L’approche globale de l’espace de circulation et de l’espace bâti ainsi que l’amélioration de la qualité du logement et de l’urbanisation dans le village relèvent de la compétence des cantons et des communes. Dans le cadre de son plan directeur, le canton répond des mesures d’urbanisation mises en œuvre. Les régions sont elles aussi appelées à mettre en valeur leurs atouts spécifiques et à définir des projets adaptés. La Confédération peut apporter un soutien financier à des projets visant à développer, par exemple, l’« espace de découverte » de Schöllenen, notamment dans le cadre de la nouvelle politique régionale (NPR) et du programme San Gottardo – mais uniquement si ces projets présentent des avantages économiques.
2. et 3. Les planifications expérimentales constituent un outil éprouvé permettant d’aborder de manière systématique les questions complexes liées au développement de l’urbanisation et aux infrastructures de transport, en tenant compte de l’ensemble des services concernés. La responsabilité des planifications relevant du développement de l’urbanisation et du développement régional incombe généralement au canton ou aux communes ; il en va de même pour les planifications expérimentales.

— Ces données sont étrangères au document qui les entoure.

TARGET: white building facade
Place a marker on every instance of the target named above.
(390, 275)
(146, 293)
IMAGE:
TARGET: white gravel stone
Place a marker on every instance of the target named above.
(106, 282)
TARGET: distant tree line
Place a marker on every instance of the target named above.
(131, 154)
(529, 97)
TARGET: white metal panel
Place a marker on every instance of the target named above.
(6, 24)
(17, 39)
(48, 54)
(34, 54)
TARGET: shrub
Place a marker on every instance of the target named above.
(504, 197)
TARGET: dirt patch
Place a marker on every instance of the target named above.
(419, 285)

Il appartient donc en premier lieu au canton d’évaluer si une planification expérimentale est appropriée pour la région Göschenen-Schöllenen. Si le canton d’Uri devait souhaiter mettre en œuvre une telle planification en collaboration avec la Confédération, celle-ci serait prête à assumer ses responsabilités et examinerait cette demande dans le cadre de ses compétences. Le canton et la Confédération devraient au préalable définir des conditions-cadres précises et la procédure à suivre. En outre, il faudrait s’assurer qu’une éventuelle planification expérimentale n’entrave pas l’avancement des projets d’infrastructure en cours. Il convient notamment de veiller à ce qu’elle n’entraîne pas de modifications de projets nécessitant une mise à l’enquête publique ; de telles problématiques doivent donc être exclues de la planification expérimentale.
4. Les voies de communication historiques de la région Göschenen-Schöllenen sont inscrites dans l’Inventaire fédéral des voies de communication historiques de la Suisse (IVS) en tant qu’objets d’importance nationale avec substance. Leur conservation et leur protection sont garanties par la loi fédérale sur la protection de la nature et du paysage (LPN) et par l’ordonnance concernant l’inventaire fédéral des voies de communication historiques de la Suisse (OIVS).

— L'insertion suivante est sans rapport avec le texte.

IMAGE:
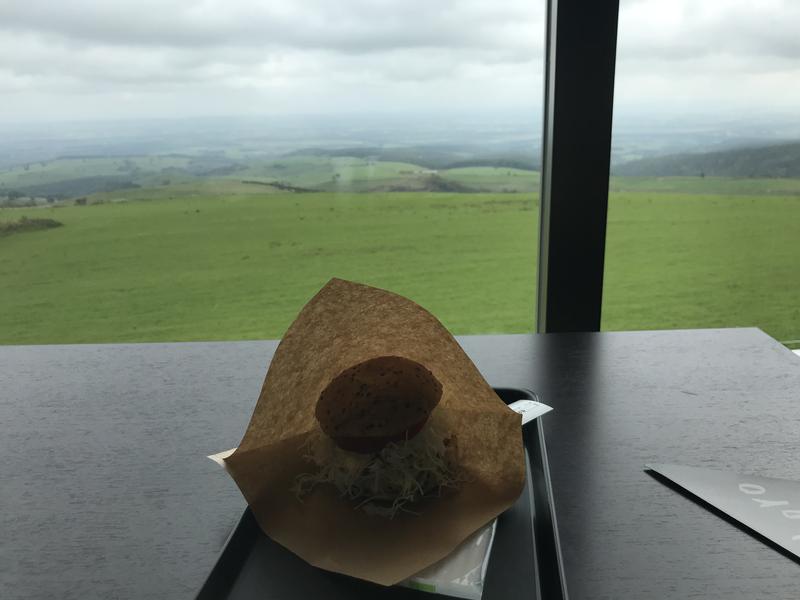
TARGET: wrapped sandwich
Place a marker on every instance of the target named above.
(376, 444)
(376, 447)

En ce qui concerne les mesures de conservation relatives aux objets figurant dans l’IVS, la Confédération peut allouer des aides financières en vertu de l’art. 13 LPN. Par le biais des conditions et des charges qui y sont associées, la Confédération exerce une influence sur les modalités concrètes de la conservation de ces objets. Toutefois, il n’appartient pas à la Confédération, mais à la commune et au canton de mettre en valeur et de développer la région Göschenen-Schöllenen en tant qu’espace de circulation et paysage culturel.
Sous la direction de l’OFROU, l’IVS fera l’objet d’un réexamen et d’une mise à jour d’ici 2035. Ce processus visera également à déterminer s’il convient d’ajouter à l’inventaire d’autres objets revêtant une importance particulière du point de vue de l’histoire des transports ou pour le paysage rural. La décision d’inscrire, de modifier ou de retirer des objets revient généralement au Conseil fédéral, après consultation des cantons concernés.